I have already tried to fix it but it does not seem to be trivial. Here are two examples where the conversion is no problem:
// ISO-8859-1 to UTF-8
mb_convert_encoding(utf8_decode('déjà'), 'UTF-8', 'ISO-8859-1');
// ISO-2022-JP to UTF-8
mb_convert_encoding(mb_convert_encoding('漢字', 'ISO-2022-JP', 'UTF-8'), 'UTF-8', 'ISO-2022-JP');
We are using mb_convert_encoding()
to convert file and folders names, which can be encoded in various ways all over the world. Therefore, we do not know the exact charset.
The PHP mbstring
extension supports the following in this case:
// <unknown> to UTF-8
mb_convert_encoding($filename, 'UTF-8', 'ASCII,ISO-2022-JP,UTF-8,EUC-JP,ISO-8859-1');
// the third argument can also be an array
mb_convert_encoding($filename, 'UTF-8', array('ASCII', 'ISO-2022-JP', 'UTF-8', 'EUC-JP', 'ISO-8859-1'));
This still works fine with our two test cases from above:
// ISO-8859-1 to UTF-8
mb_convert_encoding(utf8_decode('déjà'), 'UTF-8', 'ASCII,ISO-2022-JP,UTF-8,EUC-JP,ISO-8859-1');
// ISO-2022-JP to UTF-8
mb_convert_encoding(mb_convert_encoding('漢字', 'ISO-2022-JP', 'UTF-8'), 'UTF-8', 'ASCII,ISO-2022-JP,UTF-8,EUC-JP,ISO-8859-1');
But it does not work with the compatibility layer:
1) Patchwork\Tests\PHP\Shim\MbstringTest::testmb_convert_encoding
iconv(): Wrong charset, conversion from `ascii,iso-2022-jp,utf-8,euc-jp,iso-8859-1' to `utf-8//IGNORE' is not allowed
Any idea how to fix this?
I have found a proper solution (see #52).
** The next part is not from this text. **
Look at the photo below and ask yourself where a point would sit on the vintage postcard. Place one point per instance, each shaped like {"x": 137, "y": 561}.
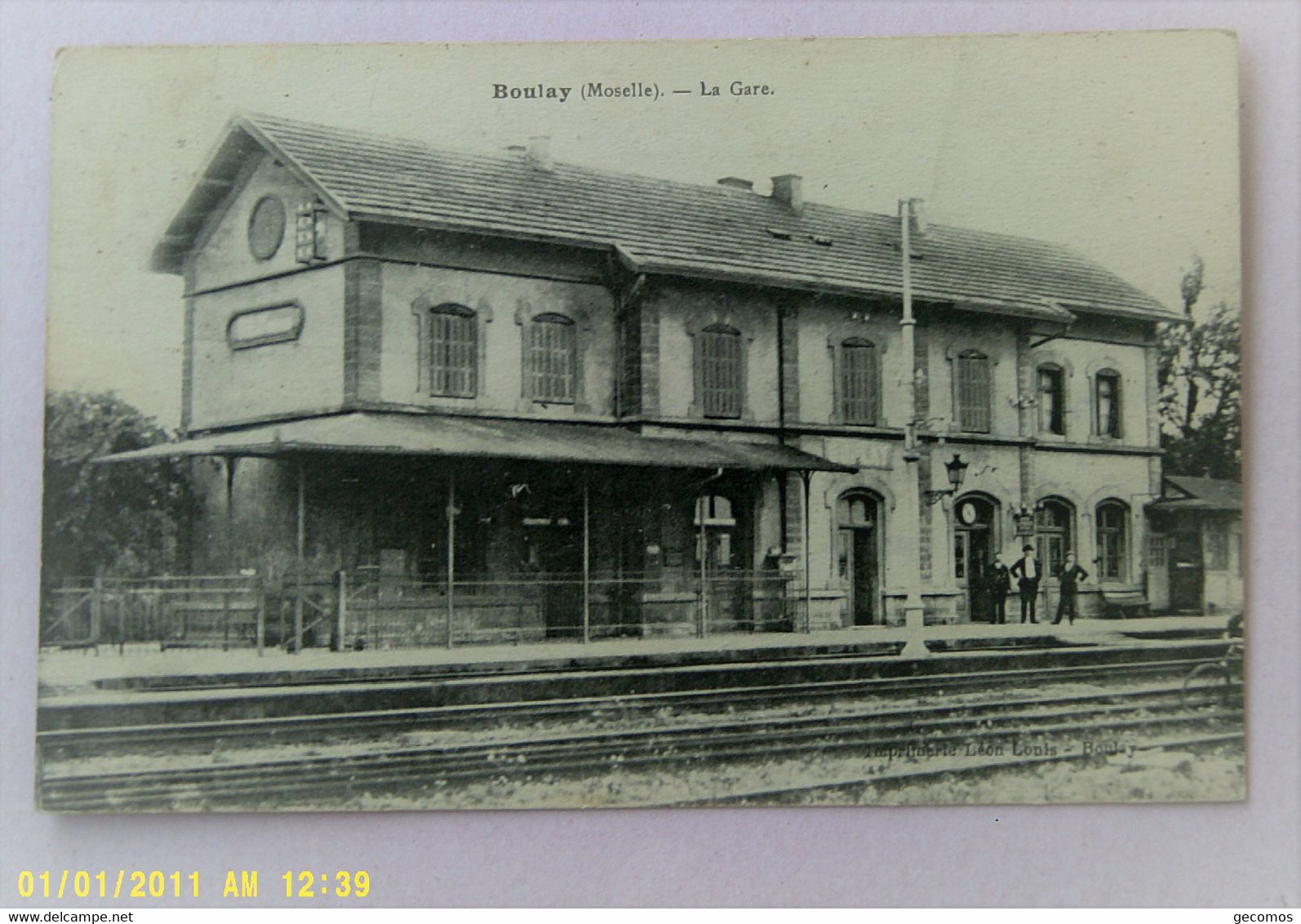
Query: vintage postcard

@leofeyer note that HHVM doesn't accept an array as last argument.
Does it accept a comma separated list?
According to the PHP manual, the third argument of
mb_convert_encoding()
can be either a comma separated list or an array. The Mbstring class only handles the first case.